Specifically, it will increase them from ¥55 trillion to ¥65 trillion, a jump equivalent to $830 billion. To understand how big this is, consider that Japan’s GDP is one third the size of the US. That would be the same as the Federal Reserve announcing a repo program with $2.5 trillion here. Imagine what your asset prices would do if that happened.
For good measure, the Japanese also announced an inflation target of 1%, which is entirely wishful thinking for a country that is entering its 23rd year of deflation. It’s like a man on skid row planning on how to spend his prospective lottery winnings.

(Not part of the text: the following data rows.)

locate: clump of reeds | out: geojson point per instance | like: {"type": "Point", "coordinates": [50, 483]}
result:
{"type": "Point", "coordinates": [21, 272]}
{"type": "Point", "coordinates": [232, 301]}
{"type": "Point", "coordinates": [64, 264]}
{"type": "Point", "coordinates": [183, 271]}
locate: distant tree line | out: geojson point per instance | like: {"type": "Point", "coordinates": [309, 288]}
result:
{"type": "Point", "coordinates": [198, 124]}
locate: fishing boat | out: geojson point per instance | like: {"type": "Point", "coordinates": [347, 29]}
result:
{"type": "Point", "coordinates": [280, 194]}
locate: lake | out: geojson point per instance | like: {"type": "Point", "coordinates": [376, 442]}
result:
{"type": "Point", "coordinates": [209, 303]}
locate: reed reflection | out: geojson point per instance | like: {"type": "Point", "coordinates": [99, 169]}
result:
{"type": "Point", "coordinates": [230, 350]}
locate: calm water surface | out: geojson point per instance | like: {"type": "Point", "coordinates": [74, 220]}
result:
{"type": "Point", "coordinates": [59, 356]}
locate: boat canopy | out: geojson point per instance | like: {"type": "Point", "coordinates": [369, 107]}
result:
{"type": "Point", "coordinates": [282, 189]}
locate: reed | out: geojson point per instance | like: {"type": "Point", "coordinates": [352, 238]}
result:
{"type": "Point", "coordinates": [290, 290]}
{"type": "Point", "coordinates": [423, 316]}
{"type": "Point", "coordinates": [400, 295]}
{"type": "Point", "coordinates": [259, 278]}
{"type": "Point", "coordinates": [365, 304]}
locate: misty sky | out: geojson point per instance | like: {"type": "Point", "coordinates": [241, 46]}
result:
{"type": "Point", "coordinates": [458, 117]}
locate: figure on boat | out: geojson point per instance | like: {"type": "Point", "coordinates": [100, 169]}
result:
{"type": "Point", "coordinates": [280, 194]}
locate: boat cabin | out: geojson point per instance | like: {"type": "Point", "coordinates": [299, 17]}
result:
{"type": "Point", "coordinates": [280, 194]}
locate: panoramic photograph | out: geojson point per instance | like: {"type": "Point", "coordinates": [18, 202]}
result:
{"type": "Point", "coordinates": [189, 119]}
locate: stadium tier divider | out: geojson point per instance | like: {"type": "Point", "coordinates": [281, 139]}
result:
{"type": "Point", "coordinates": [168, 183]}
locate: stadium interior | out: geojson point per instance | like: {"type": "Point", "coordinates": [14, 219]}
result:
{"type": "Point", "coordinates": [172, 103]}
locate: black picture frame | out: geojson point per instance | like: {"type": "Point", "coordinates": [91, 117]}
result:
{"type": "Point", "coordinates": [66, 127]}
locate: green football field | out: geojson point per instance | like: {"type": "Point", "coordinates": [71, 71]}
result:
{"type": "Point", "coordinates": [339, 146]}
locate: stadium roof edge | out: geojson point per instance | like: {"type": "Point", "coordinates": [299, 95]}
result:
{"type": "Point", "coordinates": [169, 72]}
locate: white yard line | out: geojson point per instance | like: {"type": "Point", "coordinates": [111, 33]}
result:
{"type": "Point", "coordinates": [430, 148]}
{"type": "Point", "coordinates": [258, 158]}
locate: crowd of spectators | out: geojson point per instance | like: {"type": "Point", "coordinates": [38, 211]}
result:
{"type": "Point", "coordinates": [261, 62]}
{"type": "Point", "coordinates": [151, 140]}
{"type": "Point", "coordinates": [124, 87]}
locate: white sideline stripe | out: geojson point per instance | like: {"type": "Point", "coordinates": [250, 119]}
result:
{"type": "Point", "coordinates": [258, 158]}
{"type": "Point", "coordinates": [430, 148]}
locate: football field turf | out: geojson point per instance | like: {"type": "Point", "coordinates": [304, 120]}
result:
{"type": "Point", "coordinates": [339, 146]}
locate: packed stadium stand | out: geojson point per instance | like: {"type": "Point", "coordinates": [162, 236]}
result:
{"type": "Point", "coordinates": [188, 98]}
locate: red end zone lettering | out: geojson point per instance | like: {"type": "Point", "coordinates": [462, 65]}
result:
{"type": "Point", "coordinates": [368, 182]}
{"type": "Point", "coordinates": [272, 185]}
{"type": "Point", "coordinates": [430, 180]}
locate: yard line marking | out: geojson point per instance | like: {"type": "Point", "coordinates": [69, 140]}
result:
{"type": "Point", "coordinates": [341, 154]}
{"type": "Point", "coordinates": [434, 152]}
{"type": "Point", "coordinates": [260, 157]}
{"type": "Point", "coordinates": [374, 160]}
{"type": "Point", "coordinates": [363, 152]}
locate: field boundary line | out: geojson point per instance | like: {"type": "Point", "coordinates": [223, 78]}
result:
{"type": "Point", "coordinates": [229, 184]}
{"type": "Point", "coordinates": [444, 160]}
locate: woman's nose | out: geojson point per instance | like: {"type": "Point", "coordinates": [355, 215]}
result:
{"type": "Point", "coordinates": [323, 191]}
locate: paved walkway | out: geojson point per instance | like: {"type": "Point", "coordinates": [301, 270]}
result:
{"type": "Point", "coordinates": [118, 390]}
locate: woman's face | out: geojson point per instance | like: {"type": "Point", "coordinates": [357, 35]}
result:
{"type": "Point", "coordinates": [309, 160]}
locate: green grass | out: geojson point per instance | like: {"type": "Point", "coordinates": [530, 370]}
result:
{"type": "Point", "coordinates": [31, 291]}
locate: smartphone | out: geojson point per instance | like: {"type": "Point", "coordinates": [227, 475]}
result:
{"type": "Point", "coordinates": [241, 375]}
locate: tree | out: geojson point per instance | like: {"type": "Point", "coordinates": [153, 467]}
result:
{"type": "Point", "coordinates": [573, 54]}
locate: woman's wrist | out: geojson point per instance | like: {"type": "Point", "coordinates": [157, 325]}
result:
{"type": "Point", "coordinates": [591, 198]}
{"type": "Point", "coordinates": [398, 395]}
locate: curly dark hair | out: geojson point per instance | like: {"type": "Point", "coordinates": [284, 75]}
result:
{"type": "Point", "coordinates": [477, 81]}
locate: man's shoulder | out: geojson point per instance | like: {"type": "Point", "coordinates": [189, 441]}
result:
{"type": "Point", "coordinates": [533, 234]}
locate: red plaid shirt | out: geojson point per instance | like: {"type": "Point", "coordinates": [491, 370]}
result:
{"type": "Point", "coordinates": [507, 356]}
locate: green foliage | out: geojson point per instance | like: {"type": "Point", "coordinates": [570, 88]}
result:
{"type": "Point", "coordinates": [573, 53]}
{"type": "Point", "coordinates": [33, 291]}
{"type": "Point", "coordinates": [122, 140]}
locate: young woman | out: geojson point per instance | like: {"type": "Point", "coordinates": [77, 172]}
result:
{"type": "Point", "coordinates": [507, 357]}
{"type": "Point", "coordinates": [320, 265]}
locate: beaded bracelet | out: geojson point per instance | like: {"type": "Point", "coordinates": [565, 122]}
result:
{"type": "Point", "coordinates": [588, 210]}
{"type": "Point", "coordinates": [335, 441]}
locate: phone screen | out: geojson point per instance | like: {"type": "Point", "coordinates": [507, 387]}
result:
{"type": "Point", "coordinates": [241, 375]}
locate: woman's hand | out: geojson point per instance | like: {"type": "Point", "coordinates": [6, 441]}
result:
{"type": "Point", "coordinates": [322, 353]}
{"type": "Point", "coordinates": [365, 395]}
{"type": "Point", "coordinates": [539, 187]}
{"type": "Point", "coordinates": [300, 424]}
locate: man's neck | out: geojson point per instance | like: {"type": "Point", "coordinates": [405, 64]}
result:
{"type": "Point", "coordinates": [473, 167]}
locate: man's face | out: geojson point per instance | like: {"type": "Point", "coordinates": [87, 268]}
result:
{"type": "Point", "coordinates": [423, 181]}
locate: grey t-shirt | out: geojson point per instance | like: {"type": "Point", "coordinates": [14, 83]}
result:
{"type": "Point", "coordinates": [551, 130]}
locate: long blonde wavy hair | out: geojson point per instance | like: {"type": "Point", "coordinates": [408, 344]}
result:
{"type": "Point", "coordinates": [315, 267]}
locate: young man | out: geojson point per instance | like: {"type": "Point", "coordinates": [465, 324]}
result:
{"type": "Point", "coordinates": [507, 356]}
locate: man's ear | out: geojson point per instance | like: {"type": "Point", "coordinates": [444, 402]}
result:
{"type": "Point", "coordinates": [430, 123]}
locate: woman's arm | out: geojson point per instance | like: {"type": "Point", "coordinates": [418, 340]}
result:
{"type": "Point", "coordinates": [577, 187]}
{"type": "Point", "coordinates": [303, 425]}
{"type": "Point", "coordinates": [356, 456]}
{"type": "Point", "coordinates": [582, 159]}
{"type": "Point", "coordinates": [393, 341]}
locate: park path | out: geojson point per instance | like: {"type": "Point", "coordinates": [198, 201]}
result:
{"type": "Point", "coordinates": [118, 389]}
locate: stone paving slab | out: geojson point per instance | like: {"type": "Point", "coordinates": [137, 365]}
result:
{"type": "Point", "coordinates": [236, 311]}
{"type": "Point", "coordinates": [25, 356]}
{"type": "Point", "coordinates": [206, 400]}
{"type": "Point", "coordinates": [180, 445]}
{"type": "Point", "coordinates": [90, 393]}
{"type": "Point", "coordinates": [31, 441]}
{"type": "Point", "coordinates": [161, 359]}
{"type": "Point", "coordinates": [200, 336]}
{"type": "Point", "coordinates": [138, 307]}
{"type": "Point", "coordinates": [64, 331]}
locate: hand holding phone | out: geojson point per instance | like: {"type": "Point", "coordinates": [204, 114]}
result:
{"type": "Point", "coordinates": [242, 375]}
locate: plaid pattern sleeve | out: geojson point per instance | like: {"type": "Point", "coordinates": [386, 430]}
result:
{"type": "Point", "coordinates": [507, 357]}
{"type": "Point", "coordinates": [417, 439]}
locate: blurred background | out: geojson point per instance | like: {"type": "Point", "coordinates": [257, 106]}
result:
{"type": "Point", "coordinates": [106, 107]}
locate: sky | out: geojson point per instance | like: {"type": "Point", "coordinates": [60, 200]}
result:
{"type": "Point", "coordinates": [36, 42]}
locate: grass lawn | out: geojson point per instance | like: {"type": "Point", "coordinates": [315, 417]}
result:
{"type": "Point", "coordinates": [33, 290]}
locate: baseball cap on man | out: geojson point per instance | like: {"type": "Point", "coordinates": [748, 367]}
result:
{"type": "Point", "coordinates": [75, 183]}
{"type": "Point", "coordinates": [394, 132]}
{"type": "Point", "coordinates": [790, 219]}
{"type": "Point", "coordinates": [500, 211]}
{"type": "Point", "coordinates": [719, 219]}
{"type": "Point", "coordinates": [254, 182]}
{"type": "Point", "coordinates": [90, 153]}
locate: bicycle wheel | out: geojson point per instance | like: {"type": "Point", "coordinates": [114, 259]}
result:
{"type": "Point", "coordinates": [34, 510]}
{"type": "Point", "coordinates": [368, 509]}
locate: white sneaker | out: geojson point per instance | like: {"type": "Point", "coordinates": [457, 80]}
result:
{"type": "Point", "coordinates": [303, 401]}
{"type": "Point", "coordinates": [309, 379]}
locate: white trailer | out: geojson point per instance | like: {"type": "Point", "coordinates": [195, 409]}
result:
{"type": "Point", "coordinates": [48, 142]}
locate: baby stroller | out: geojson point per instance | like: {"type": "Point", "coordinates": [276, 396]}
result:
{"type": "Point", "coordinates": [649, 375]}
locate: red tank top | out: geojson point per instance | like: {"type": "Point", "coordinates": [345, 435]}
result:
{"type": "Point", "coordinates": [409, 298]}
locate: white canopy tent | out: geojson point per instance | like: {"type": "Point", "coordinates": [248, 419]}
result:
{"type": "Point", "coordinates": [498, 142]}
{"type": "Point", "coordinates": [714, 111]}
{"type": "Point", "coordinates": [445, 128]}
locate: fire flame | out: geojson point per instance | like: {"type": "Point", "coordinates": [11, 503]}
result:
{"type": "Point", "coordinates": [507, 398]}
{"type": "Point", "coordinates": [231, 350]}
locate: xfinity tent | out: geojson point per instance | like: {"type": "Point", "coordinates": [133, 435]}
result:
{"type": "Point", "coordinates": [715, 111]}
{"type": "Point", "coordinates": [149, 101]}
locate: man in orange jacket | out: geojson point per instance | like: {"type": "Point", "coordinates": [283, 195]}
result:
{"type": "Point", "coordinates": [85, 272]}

The government was prompted to action by the 2011 full year GDP figure, which came in at an appalling -0.9%, compared to a robust growth of 4.5% in 2010. The tsunami reconstruction program has fallen woefully behind schedule due to extreme mismanagement and incompetence by the authorities, despite being more than adequately funded. But after watching the Land of the Rising Sun for the last 20 years, I have come to expect incompetence. Slowdowns in Europe and China, plus the Thai floods and the Fukushima nuclear meltdown have provided additional headwinds.
The immediate impact was to trigger a sharp selloff in the yen, delivering an immediate windfall to readers of my Trade Alert Service who were already long yen puts. Traders like myself are always looking for confirming cross market correlations. You can find one in the movement of the Nikkei stock average, which has been the world’s most despised asset class for the last two decades.
As you can see from the chart below, it is threatening an important multi month breakout to the upside. The reasons for this are simple. A cheaper yen makes Japanese exports more competitive. It also makes the foreign earnings of Japanese multinationals more valuable when translated back into yen. Look no further than the chart of Toyota Motors (TM), which have leapt by a blistering 30% this year.
If you are still unsure about the integrity of the yen collapse, check out the chart for the long dollar basket (UUP). It is setting up for a multiyear head and shoulders breakout to the upside. Uncle Buck has recently taken a steroid shot from the continuing weakness in Europe and the new recession in Japan.
Bottom line: keep selling the yen on rallies, possibly for the next several years.